61-year-old female patient with pain in the left knee following fall, unable to weight bear. Conservative therapy was unsuccessful. The patient is otherwise well with no history of prior malignancy. Radiographs, CT and MRI were performed. The preoperative diagnosis was suspicious for malignant giant cell tumour of bone.
61-year-old woman with pain in the left knee following fall. Radiographs demonstrated a large lucent lesion within the left tibial metaphysis extending to subchondral bone of the epiphysis, without a definable matrix. CT confirmed the presence of a large radiolucent lesion within the proximal tibia expanding and thinning the lateral cortex with cortical breakthrough. The signal intensity of the lesion was low on T1-weighted images (WI), and was heterogeneously high on STIR WI. After intravenous administration of gadolinium contrast, there was avid peripheral enhancement and central necrosis.
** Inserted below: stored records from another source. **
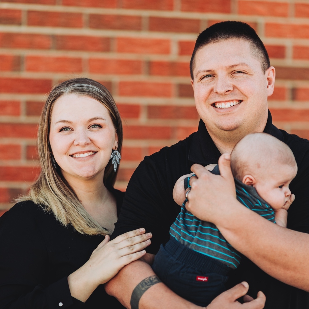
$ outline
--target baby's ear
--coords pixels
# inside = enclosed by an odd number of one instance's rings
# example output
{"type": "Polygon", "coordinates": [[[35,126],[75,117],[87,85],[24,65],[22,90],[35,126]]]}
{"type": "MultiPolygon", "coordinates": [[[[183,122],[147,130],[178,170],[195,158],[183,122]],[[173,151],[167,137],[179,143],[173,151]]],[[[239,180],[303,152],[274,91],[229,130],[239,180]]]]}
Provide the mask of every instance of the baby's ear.
{"type": "Polygon", "coordinates": [[[256,181],[252,175],[245,175],[243,178],[242,182],[248,186],[253,186],[256,183],[256,181]]]}

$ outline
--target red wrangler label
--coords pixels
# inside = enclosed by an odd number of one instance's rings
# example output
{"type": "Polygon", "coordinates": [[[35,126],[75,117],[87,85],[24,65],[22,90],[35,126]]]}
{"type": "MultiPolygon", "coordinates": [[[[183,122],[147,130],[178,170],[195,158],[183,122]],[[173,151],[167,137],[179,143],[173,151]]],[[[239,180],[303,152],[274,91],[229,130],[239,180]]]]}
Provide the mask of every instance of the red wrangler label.
{"type": "Polygon", "coordinates": [[[203,277],[202,276],[196,276],[196,281],[208,281],[208,277],[203,277]]]}

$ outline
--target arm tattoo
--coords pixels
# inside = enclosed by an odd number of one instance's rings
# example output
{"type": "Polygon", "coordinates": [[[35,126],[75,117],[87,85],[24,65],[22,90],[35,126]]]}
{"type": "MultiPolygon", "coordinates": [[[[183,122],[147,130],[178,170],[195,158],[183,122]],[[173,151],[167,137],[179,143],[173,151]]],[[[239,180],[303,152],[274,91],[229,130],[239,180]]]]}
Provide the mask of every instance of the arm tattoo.
{"type": "Polygon", "coordinates": [[[155,275],[151,276],[142,280],[133,290],[130,304],[131,309],[138,309],[138,303],[142,295],[150,287],[156,283],[162,282],[155,275]]]}

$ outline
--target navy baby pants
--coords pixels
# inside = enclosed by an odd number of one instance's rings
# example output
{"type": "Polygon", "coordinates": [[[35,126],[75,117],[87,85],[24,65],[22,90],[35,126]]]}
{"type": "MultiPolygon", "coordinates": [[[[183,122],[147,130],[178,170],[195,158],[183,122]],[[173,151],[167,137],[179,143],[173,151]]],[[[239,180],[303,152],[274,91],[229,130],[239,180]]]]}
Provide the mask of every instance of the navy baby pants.
{"type": "Polygon", "coordinates": [[[161,245],[152,269],[163,283],[180,296],[205,307],[225,290],[231,269],[218,261],[185,247],[171,236],[161,245]]]}

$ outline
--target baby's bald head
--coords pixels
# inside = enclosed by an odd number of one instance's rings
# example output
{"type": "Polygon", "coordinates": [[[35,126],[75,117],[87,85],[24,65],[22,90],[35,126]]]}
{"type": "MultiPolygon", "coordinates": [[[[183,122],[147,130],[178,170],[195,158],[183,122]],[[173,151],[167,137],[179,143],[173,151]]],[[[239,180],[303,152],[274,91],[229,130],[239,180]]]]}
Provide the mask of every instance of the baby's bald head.
{"type": "Polygon", "coordinates": [[[241,181],[245,175],[258,177],[278,163],[297,166],[290,148],[266,133],[246,135],[236,144],[231,154],[233,175],[241,181]]]}

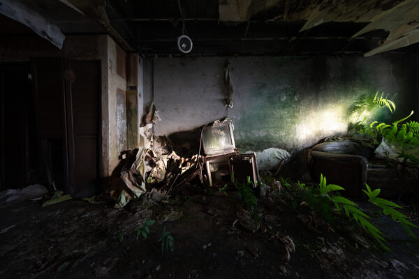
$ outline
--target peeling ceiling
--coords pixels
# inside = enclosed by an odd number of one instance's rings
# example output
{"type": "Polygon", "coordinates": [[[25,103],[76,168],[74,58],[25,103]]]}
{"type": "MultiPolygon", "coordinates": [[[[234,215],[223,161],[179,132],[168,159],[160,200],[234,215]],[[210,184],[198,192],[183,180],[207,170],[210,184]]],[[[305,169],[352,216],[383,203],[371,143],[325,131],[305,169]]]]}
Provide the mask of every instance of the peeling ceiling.
{"type": "Polygon", "coordinates": [[[178,54],[182,30],[191,55],[371,56],[419,42],[419,0],[0,0],[0,13],[58,47],[105,32],[146,55],[178,54]]]}

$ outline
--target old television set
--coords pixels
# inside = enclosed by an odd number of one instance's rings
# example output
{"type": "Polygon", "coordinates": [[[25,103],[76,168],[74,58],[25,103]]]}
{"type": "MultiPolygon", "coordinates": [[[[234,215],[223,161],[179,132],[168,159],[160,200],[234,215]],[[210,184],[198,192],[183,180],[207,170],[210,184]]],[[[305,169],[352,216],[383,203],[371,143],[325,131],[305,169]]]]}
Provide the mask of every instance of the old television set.
{"type": "Polygon", "coordinates": [[[203,147],[207,156],[234,152],[235,144],[231,120],[215,122],[203,129],[203,147]]]}
{"type": "Polygon", "coordinates": [[[237,153],[231,120],[218,121],[203,129],[203,147],[210,186],[223,185],[231,176],[230,157],[237,153]]]}

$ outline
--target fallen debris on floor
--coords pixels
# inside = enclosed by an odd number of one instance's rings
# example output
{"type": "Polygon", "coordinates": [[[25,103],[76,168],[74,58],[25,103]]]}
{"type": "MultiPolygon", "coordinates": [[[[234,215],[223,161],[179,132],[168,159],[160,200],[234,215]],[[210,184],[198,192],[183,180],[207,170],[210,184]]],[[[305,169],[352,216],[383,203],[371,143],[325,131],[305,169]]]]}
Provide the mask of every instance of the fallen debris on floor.
{"type": "Polygon", "coordinates": [[[133,162],[128,158],[121,172],[123,186],[117,179],[108,189],[111,197],[116,200],[115,208],[125,206],[147,190],[152,197],[159,202],[170,193],[178,192],[197,176],[203,182],[203,156],[181,158],[168,146],[159,147],[159,152],[141,147],[131,156],[135,156],[135,160],[133,162]]]}
{"type": "Polygon", "coordinates": [[[6,202],[24,201],[41,197],[48,193],[43,185],[29,185],[22,189],[8,189],[0,192],[0,199],[6,198],[6,202]]]}
{"type": "Polygon", "coordinates": [[[43,206],[47,206],[48,205],[58,204],[59,202],[65,202],[66,200],[69,200],[73,199],[71,195],[64,195],[62,191],[56,191],[52,194],[52,196],[50,199],[47,199],[43,204],[43,206]]]}

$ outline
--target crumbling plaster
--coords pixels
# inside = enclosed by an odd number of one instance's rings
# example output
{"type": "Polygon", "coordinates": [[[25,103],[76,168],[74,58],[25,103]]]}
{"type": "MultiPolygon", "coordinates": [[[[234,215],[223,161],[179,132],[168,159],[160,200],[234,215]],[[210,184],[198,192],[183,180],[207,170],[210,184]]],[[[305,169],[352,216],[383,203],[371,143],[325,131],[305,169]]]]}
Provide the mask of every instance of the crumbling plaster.
{"type": "Polygon", "coordinates": [[[372,56],[419,42],[418,0],[225,0],[219,4],[220,20],[244,22],[307,20],[300,31],[330,22],[369,22],[353,37],[384,29],[389,35],[381,45],[367,52],[372,56]]]}
{"type": "MultiPolygon", "coordinates": [[[[226,115],[225,59],[154,59],[154,100],[161,118],[155,127],[157,135],[191,130],[226,115]]],[[[362,93],[398,93],[394,119],[409,114],[418,102],[416,61],[408,56],[229,60],[234,107],[228,114],[233,119],[236,144],[243,149],[297,150],[324,137],[344,133],[346,110],[362,93]]],[[[151,73],[149,61],[147,68],[146,75],[151,73]]],[[[151,86],[145,80],[147,105],[151,86]]],[[[147,80],[151,80],[149,75],[147,80]]],[[[389,114],[381,119],[392,119],[389,114]]]]}

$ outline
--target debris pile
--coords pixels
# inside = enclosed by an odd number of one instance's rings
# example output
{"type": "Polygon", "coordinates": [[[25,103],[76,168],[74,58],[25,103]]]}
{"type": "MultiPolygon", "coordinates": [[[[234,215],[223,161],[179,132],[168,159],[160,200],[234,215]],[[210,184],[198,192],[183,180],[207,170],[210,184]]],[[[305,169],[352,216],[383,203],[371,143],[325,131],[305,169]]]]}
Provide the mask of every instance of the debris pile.
{"type": "Polygon", "coordinates": [[[160,193],[157,199],[161,199],[169,193],[178,193],[196,176],[203,183],[203,156],[182,158],[169,146],[163,146],[154,150],[140,147],[131,157],[121,172],[124,185],[121,187],[114,183],[110,189],[111,197],[116,201],[115,208],[124,207],[130,199],[139,197],[147,190],[150,194],[160,193]]]}

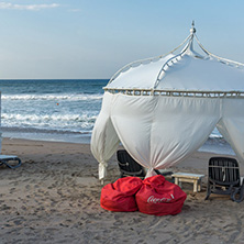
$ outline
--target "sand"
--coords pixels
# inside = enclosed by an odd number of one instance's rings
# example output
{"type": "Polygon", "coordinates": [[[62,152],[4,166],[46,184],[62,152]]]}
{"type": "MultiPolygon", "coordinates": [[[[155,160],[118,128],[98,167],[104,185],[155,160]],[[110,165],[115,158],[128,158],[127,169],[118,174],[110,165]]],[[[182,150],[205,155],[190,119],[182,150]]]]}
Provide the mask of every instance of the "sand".
{"type": "MultiPolygon", "coordinates": [[[[9,140],[2,154],[18,155],[16,169],[0,167],[0,243],[244,243],[244,201],[201,192],[188,197],[181,213],[154,217],[110,212],[100,207],[98,163],[89,145],[9,140]]],[[[207,175],[214,154],[196,153],[175,170],[207,175]]],[[[243,169],[242,169],[243,171],[243,169]]],[[[119,178],[115,157],[106,184],[119,178]]]]}

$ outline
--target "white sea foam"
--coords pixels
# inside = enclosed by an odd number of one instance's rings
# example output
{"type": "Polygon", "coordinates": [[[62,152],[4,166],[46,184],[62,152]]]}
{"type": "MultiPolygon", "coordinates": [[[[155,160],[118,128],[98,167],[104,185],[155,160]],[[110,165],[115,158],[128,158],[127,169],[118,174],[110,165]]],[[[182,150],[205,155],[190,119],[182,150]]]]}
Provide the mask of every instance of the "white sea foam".
{"type": "Polygon", "coordinates": [[[84,100],[101,100],[102,95],[2,95],[2,100],[69,100],[69,101],[84,101],[84,100]]]}

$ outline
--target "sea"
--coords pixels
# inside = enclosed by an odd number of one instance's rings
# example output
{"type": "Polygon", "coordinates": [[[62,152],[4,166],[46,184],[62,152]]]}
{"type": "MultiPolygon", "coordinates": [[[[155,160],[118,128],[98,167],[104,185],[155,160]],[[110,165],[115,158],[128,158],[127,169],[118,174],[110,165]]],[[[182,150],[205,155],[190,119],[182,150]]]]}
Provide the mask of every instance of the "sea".
{"type": "MultiPolygon", "coordinates": [[[[108,81],[0,80],[2,137],[89,144],[108,81]]],[[[234,154],[217,129],[200,151],[234,154]]]]}

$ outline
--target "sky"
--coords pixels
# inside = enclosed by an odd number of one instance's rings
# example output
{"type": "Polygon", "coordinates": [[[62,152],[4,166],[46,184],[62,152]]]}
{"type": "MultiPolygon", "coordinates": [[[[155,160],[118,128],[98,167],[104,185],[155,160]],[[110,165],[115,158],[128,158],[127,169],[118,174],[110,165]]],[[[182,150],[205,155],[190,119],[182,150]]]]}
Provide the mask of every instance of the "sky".
{"type": "MultiPolygon", "coordinates": [[[[244,63],[243,0],[0,0],[0,79],[109,79],[188,35],[244,63]]],[[[197,44],[195,44],[197,45],[197,44]]]]}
The radiographic, CT and MRI appearance were suspicious for giant cell tumor (GCT). Malignant GCT was favored over benign GCT due the aggressive imaging features including soft tissue extension. Metastatic disease was felt less likely. A CT guided biopsy was performed which confirmed malignant giant cell tumor of bone.
Giant cell tumour of bone represents approximately 5-10% of primary bone tumours and 18-23% of benign osseous neoplasms [1]. 80% occur in adults between the ages of 20 and 50 years of age. 50-65% of tumours occur in the region of the knee [2]. 2-5% of histologically benign GCT tumours metastasise with the metastatic deposits also having benign histology. Malignant giant cell tumours of bone (MGCTOB) represent 5-10% of giant cell tumours [3]. Radiographic appearances classically are not helpful in predicting clinical behaviour.
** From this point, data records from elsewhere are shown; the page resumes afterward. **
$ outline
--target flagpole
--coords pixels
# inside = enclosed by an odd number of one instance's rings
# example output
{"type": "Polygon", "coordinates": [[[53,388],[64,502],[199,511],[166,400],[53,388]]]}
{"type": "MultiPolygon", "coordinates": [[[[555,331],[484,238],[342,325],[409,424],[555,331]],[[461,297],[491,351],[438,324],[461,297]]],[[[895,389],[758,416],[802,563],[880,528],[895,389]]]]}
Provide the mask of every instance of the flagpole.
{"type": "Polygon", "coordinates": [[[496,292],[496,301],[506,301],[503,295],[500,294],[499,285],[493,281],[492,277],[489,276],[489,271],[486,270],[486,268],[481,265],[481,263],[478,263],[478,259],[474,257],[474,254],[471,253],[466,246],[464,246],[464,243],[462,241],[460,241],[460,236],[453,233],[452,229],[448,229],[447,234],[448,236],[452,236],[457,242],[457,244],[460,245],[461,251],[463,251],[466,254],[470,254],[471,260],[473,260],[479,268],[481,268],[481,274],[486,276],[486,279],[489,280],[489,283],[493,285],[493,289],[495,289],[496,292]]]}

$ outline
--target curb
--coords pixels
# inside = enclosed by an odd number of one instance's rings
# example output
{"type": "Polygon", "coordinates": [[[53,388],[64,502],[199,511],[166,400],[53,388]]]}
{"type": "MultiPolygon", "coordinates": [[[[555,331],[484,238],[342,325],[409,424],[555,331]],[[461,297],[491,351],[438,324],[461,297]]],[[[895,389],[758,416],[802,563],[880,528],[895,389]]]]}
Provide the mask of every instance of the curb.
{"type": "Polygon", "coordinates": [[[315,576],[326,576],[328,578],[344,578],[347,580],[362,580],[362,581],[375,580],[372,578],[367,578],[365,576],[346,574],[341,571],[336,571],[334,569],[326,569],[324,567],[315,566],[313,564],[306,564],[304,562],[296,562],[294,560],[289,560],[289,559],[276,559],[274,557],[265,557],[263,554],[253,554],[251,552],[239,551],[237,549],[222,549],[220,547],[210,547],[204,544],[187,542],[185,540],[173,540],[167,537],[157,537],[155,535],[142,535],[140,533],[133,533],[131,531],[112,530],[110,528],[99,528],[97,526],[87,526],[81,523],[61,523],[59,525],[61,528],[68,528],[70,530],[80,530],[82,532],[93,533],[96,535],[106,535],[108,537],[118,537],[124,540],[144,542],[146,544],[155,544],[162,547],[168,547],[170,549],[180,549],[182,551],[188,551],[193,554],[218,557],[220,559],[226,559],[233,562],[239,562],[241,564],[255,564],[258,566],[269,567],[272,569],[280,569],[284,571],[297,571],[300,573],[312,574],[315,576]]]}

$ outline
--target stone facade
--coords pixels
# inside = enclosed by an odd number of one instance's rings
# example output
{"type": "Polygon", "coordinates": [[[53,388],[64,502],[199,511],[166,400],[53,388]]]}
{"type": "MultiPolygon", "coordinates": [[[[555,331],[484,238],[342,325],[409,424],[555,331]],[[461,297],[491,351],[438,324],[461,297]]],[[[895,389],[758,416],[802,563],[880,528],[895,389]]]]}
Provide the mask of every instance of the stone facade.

Radiographically GCT's are usually metaphyseal-based lucent lesions that extend to epiphyseal subchondral bone without a mineralized matrix. Septations can occur and periosteal reaction is relatively rare. On MRI this lesion is of low signal intensity (SI) on T1 weighted imaging (WI), low to intermediate SI on T2 WI, high SI on STIR WI signal intensity with variable enhancement. Fluid levels within GCT’s can be seen but are non-specific given they can be seen in aneurysmal bone cysts (ABC), chondroblastoma and teleangiectatic osteosarcoma. Malignant GCT can be separated into three categories: a) histologically benign GCT that metastasise, b) primary malignant transformation of benign GCT (dedifferentiated giant cell tumours) and c) secondary malignant transformation of GCT following irradiation or other intervention of a benign GCT. Primary malignant transformation is defined as “a malignant tumour of bone that is composed of sarcomatous overgrowth juxtaposed to zones of typical appearing benign GCT”. Staging systems of GCT are similar: Stage 1 GCT’s have indolent radiographic and histological appearance, Stage 2 lesions appear more aggressive with bony expansion and remodelling, but with an intact periosteum, Stage 3 lesions are more aggressive, with growth and extension into soft tissues but remain benign histologically.
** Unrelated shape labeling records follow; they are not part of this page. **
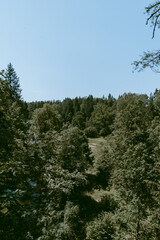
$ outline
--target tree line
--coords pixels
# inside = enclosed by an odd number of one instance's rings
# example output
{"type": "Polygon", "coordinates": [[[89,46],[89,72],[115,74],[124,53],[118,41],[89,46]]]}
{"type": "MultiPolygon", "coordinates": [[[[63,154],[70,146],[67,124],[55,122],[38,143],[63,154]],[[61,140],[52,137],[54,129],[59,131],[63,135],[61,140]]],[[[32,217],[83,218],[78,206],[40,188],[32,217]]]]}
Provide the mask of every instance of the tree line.
{"type": "Polygon", "coordinates": [[[26,103],[9,64],[0,73],[0,239],[158,240],[159,137],[160,90],[26,103]],[[96,158],[91,138],[105,140],[96,158]]]}

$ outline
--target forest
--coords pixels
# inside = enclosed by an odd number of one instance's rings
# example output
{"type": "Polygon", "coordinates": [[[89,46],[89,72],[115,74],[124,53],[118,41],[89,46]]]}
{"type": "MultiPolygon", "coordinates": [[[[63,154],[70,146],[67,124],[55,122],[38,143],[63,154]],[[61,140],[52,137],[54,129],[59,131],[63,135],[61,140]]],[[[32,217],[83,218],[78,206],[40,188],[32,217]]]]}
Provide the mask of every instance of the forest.
{"type": "Polygon", "coordinates": [[[0,73],[0,239],[159,240],[160,90],[25,102],[0,73]]]}

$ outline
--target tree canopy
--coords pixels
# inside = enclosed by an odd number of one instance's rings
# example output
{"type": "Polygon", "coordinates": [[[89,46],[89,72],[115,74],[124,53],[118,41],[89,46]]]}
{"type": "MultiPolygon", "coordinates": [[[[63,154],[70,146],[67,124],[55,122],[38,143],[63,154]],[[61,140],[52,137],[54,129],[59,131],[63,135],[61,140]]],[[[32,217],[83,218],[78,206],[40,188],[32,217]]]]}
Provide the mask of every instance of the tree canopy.
{"type": "MultiPolygon", "coordinates": [[[[150,4],[145,9],[148,18],[146,24],[150,23],[153,28],[152,38],[155,37],[155,31],[160,27],[160,1],[150,4]]],[[[149,67],[155,72],[160,72],[160,50],[146,51],[143,53],[139,61],[134,61],[134,70],[142,71],[149,67]]]]}

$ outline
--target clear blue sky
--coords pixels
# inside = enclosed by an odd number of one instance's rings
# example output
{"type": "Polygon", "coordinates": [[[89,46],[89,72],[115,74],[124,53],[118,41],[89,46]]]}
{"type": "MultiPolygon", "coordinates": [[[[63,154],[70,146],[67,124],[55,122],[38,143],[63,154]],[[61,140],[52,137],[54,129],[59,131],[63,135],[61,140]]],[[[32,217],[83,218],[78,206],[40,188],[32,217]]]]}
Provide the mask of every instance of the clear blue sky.
{"type": "Polygon", "coordinates": [[[160,74],[132,73],[160,48],[145,25],[151,0],[0,0],[0,69],[11,62],[26,101],[151,93],[160,74]]]}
In our case, a CT guided biopsy confirmed malignant giant cell tumour of bone. The lesion was treated with wide excision and reconstruction with a total knee arthroplasty.
Histologically confirmed: Malignant giant cell tumour.
This patient is a 61-year-old female who has suffered a left knee injury, resulting in pain and inability to bear weight. A review of the X-ray, CT, and MRI images reveals the following primary features:
Overall imaging shows local bone expansion and partial soft tissue involvement, but there is no sizable soft tissue mass extending outside the bone. A fracture line is not clearly observed. However, the extensive nature of the lesion has significantly destroyed and thinned the bone structure.
Based on the patient’s clinical presentation and imaging findings, along with her age and medical history, the following diagnoses or differential diagnoses should be considered:
Considering the patient’s age, clinical symptoms (pain after falling, inability to bear weight), imaging characteristics (substantial bone destruction, extensive lesion, cortical erosion and thinning, fluid-fluid levels on MRI, enhancement pattern), as well as the CT-guided biopsy pathological confirmation, the most likely diagnosis is:
Malignant Giant Cell Tumor of Bone.
Since the biopsy confirms malignancy and the lesion is quite extensive, conservative management is not likely to be effective. Moreover, this region is load-bearing. Therefore, the following treatment and rehabilitation strategies can be considered:
This report is based on the patient’s clinical and imaging data for reference purposes only and cannot replace an in-person specialist diagnosis and treatment plan. Specific diagnosis and treatment should follow the final opinion of your clinical physician.
Histologically confirmed: Malignant giant cell tumour.